Wayshrines are shrines built to honor the Divines, most often built at sanctified sites far from civilization. Many of these holy sites were chosen by the devout due to specific miracles or blessed events that marked them, though others simply inspire feelings of reverence. It is theorized that each wayshrine corresponds to a star in the sky, acting as a conduit between Mundus and Aetherius. Indeed, it is commonly believed that the souls of the dead are drawn to the nearest wayshrine for spiritual escort to the afterlife. Wayshrines vary from culture to culture, built to reflect local religious beliefs and to honor the most prominent regional Divines.

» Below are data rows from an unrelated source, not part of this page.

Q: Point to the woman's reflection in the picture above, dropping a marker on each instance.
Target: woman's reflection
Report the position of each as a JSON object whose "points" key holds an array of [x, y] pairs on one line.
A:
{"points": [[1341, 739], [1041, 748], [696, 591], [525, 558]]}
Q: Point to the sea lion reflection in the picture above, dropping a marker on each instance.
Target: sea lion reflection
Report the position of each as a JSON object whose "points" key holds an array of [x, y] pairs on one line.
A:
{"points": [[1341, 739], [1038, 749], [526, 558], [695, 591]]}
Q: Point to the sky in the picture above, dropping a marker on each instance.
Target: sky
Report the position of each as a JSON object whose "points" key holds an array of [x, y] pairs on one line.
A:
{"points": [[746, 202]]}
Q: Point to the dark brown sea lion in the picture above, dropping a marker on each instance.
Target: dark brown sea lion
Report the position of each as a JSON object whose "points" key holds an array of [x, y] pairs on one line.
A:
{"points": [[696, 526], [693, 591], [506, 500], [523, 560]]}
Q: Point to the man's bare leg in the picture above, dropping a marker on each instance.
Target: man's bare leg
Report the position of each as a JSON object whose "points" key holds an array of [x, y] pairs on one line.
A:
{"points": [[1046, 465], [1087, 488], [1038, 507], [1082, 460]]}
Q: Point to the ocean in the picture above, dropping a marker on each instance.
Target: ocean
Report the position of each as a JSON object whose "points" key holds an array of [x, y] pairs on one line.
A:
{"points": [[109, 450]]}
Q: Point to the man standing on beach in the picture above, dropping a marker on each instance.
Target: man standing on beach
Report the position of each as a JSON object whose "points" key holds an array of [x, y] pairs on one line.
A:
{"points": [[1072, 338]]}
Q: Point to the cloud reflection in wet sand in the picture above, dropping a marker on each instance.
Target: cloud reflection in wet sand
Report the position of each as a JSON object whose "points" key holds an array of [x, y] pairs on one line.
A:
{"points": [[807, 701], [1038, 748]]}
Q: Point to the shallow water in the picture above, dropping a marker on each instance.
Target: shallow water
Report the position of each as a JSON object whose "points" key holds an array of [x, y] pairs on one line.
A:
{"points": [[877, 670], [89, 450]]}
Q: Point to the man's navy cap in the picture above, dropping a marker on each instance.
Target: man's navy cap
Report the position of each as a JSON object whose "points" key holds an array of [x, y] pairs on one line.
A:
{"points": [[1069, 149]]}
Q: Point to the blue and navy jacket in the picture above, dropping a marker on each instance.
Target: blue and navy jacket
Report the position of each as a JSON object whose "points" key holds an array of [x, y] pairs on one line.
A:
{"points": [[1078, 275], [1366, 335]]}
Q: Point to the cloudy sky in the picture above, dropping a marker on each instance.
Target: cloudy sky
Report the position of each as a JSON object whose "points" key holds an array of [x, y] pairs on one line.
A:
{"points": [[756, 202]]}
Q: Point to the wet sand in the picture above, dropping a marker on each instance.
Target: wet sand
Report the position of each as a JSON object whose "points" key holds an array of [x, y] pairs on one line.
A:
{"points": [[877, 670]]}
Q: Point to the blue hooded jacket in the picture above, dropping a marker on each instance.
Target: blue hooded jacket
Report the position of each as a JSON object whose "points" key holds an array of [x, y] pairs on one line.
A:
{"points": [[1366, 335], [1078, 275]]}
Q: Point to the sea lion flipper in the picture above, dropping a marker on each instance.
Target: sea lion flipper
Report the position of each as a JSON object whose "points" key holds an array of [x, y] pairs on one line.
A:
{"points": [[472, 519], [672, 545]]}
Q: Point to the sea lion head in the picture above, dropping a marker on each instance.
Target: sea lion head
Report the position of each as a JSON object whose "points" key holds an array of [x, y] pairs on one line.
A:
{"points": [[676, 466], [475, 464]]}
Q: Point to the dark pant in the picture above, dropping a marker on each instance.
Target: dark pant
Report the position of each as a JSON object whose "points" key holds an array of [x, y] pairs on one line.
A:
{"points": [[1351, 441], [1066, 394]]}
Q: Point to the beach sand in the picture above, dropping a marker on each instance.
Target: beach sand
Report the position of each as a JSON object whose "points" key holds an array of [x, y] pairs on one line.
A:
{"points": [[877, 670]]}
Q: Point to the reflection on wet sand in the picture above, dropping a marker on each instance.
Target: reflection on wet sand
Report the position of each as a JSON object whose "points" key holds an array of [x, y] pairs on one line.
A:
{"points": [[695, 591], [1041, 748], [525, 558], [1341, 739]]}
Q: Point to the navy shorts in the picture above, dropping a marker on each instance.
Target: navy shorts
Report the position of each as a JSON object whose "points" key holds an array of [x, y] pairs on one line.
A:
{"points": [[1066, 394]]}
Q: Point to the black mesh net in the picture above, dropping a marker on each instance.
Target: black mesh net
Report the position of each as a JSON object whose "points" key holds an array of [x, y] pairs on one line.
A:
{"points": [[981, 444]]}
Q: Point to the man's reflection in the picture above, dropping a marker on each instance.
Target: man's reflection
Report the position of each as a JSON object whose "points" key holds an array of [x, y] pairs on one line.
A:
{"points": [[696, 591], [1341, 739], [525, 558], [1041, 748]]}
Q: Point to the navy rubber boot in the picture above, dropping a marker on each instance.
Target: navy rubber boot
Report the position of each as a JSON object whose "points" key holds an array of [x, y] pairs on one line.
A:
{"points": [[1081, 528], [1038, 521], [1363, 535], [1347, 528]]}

The only consistent feature appears to be a central brazier or basin. The practice of building wayshrines has been present on Tamriel since time immemorial and even extends into the various realms of Oblivion.

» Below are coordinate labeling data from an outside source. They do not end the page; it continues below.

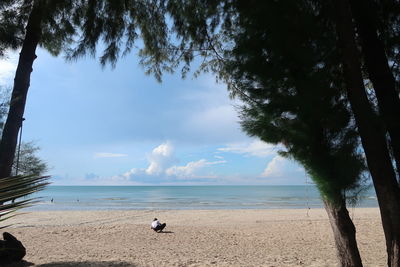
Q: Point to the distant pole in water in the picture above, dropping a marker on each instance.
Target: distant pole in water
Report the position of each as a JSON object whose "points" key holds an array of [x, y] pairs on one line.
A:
{"points": [[19, 147]]}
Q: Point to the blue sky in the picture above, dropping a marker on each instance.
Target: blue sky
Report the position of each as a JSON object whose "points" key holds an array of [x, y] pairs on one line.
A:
{"points": [[120, 127]]}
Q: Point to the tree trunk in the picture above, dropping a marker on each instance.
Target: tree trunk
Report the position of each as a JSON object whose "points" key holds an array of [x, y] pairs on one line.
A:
{"points": [[27, 55], [379, 71], [372, 137], [344, 234]]}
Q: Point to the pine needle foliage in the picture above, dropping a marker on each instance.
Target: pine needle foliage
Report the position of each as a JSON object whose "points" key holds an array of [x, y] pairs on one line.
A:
{"points": [[15, 192]]}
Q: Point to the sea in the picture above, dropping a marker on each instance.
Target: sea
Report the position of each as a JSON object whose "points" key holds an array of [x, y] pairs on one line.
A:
{"points": [[185, 197]]}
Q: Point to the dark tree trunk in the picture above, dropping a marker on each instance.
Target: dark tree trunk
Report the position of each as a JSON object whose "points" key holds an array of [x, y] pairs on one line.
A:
{"points": [[344, 234], [372, 137], [379, 71], [21, 84]]}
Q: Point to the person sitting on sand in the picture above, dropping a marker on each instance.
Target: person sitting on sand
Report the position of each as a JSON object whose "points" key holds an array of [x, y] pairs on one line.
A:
{"points": [[157, 226]]}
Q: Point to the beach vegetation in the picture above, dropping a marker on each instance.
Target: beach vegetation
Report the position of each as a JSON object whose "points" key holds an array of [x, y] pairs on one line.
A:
{"points": [[27, 161], [298, 67], [15, 191]]}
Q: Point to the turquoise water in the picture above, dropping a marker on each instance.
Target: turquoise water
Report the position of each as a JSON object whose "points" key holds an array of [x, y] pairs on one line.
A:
{"points": [[184, 197]]}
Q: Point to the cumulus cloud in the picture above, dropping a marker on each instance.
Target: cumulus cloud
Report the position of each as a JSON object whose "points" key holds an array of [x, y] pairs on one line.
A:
{"points": [[190, 169], [160, 158], [109, 155], [256, 148], [275, 167], [162, 165], [283, 171]]}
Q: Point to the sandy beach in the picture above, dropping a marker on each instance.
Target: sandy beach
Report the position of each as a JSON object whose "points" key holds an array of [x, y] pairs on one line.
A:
{"points": [[192, 238]]}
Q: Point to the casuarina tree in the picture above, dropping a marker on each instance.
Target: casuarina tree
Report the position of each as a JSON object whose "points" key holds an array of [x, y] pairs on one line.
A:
{"points": [[27, 25], [73, 27], [372, 133]]}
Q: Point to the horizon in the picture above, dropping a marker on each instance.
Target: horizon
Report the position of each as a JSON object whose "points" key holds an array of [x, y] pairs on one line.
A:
{"points": [[121, 127]]}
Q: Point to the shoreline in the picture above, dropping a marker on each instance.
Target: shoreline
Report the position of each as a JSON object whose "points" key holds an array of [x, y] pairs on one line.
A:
{"points": [[287, 237]]}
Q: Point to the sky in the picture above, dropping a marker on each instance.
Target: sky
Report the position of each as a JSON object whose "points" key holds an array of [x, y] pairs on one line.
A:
{"points": [[104, 126]]}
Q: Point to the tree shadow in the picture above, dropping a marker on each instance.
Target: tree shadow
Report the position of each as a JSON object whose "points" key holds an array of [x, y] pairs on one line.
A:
{"points": [[166, 232], [17, 264], [87, 264]]}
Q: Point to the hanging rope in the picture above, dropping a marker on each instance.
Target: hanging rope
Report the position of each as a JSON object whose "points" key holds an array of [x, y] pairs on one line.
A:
{"points": [[307, 196], [19, 147]]}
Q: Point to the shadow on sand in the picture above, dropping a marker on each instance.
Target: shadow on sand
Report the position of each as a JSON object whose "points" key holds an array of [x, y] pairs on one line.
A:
{"points": [[73, 263], [87, 264], [166, 232]]}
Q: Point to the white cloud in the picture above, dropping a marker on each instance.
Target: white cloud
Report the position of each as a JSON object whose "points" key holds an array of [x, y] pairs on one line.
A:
{"points": [[162, 166], [275, 167], [256, 148], [190, 169], [8, 67], [109, 155], [160, 158]]}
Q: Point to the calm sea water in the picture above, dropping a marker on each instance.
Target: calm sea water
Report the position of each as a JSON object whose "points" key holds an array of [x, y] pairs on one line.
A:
{"points": [[184, 197]]}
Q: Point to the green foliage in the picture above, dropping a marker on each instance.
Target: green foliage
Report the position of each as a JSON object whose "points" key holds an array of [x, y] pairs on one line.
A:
{"points": [[296, 90], [18, 187], [29, 163], [280, 59]]}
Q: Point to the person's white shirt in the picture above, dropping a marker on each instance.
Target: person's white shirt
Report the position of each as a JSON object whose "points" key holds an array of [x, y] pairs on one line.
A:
{"points": [[154, 224]]}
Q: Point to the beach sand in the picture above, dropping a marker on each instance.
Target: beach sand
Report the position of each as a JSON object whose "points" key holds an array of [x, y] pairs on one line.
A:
{"points": [[192, 238]]}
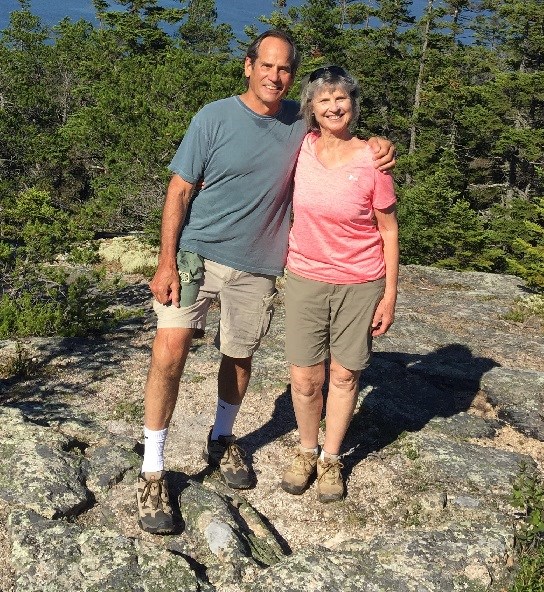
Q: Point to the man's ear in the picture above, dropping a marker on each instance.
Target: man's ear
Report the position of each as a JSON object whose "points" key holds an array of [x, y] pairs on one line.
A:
{"points": [[248, 66]]}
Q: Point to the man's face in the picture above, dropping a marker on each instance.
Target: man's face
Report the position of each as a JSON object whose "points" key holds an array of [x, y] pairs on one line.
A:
{"points": [[270, 76]]}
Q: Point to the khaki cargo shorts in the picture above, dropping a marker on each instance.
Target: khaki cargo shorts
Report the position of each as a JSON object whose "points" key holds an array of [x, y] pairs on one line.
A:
{"points": [[323, 319], [246, 308]]}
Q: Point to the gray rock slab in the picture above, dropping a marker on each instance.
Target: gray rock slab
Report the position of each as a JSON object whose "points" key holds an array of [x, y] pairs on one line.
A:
{"points": [[450, 560], [36, 469], [464, 425], [485, 470], [56, 556], [228, 535], [519, 395], [108, 464]]}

Argonian wayshrines are perhaps the most ancient, built in the early Merethic Era in the same style as the ancient Argonian xanmeers. The stonework used to create these structures has been lost to time, forgotten even by the Hist. Each of the major races of Tamriel have a distinct style of construction, generally reminiscent of the regional architecture. Even in Valenwood, where dwellings are generally shaped from living wood in accordance with the Green Pact, ancient crude shrines built from large monolithic slabs of rock are found. It is unknown who built them, as both the Bosmer and Ayleids seemed to be unlikely candidates, and the engravings were seemingly meaningless apart from theories that they were made in devotion to Y'ffre. In the depths of Coldharbour, menacing wayshrines built from cold iron and dedicated to Molag Bal can be found.
Wayshrines have historically been associated with various religious rites and rituals. The Snow Elf shrines found in the Forgotten Vale of Skyrim were dedicated to Auri-El, and initiates of the Chantry of Auri-El would ceremoniously fill a ewer with water from each of the wayshrines' basins. Using Snow Elf teleportation magic, these wayshrines also served as a basic portal network throughout the vale, although they were magically sealed for a time following the death of their respective prelates.

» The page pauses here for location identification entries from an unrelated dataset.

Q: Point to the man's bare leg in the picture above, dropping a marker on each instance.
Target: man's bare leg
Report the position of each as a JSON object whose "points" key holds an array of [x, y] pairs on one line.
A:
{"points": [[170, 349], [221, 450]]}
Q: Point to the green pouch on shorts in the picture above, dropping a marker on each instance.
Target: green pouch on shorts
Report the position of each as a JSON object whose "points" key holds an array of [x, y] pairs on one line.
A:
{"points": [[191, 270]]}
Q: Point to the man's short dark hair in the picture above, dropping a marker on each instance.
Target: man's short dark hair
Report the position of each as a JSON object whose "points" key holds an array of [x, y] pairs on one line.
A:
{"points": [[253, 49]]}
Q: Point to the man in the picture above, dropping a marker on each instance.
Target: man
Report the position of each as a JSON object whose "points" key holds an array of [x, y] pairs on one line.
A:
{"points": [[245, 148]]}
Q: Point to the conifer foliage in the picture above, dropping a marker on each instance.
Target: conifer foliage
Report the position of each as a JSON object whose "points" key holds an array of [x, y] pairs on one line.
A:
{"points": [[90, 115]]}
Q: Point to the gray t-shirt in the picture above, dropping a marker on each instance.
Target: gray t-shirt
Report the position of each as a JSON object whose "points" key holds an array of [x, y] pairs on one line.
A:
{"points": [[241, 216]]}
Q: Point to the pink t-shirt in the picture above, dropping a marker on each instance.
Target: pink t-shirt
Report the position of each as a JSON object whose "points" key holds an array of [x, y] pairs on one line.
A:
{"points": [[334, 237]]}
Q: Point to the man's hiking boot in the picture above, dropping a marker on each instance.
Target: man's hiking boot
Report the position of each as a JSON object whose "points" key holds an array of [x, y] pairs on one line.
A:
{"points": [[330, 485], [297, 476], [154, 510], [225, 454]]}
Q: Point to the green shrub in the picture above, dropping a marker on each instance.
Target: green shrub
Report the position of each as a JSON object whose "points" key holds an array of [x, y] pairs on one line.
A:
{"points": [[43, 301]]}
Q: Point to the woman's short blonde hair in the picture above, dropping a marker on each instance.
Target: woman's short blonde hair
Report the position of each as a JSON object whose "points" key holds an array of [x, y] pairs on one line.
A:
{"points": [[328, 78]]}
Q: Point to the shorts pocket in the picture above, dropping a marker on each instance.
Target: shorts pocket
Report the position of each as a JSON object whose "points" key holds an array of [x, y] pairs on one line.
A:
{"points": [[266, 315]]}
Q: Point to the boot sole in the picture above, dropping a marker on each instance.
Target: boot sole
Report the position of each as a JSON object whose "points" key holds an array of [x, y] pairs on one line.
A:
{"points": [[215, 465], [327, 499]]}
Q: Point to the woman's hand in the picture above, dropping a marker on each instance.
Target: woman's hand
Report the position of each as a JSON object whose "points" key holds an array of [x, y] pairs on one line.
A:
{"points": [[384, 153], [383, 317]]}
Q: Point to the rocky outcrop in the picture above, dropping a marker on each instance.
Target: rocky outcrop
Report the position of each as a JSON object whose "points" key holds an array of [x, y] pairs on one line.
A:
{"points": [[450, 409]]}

The various wayshrines found throughout Cyrodiil were dedicated to the Nine Divines. Crusaders and worshippers traditionally performed a pilgrimage to a wayshrine of each Divine to be absolved of sin. In 3E 433, the Divines allowed the spirit of Pelinal Whitestrake to speak with a pilgrim who had prayed at each shrine in order to stop the reincarnation of Umaril the Unfeathered. The pilgrim went on to mantle Whitestrake's position as the Divine Crusader.
As first theorized by Corvus Direnni, the wayshrines create an interconnected "web of sojourn" which could be manipulated to create a permanent portal network. In order to do this, the "fast traveler" would have to attune himself to each wayshrine in order to create a "node". However, to test this theory the potential traveler would have to unmoor his soul from the Mundus. This theory was proven correct during the time of the Planemeld, when a number of Soul Shriven escaped from Coldharbour. These soulless mortals, animated by a Daedric vestige and formed from chaotic creatia, were capable of using the wayshrines in this manner. Attunement to a wayshrine involved the lighting of a cold flame (or regular fire) in the central brazier. Along with smaller common shrines, the wayshrines also allowed these Soul Shriven who had been re-attuned to Anuic magic to reform in death, being reborn at the nearest shrine instead of being banished to the Void like a Daedra.
The wayshrine web of sojourn is similar in function to a Transitus Network, a teleportation network also based on flaming braziers but usable by regular mortals.[verification needed — what specific event?]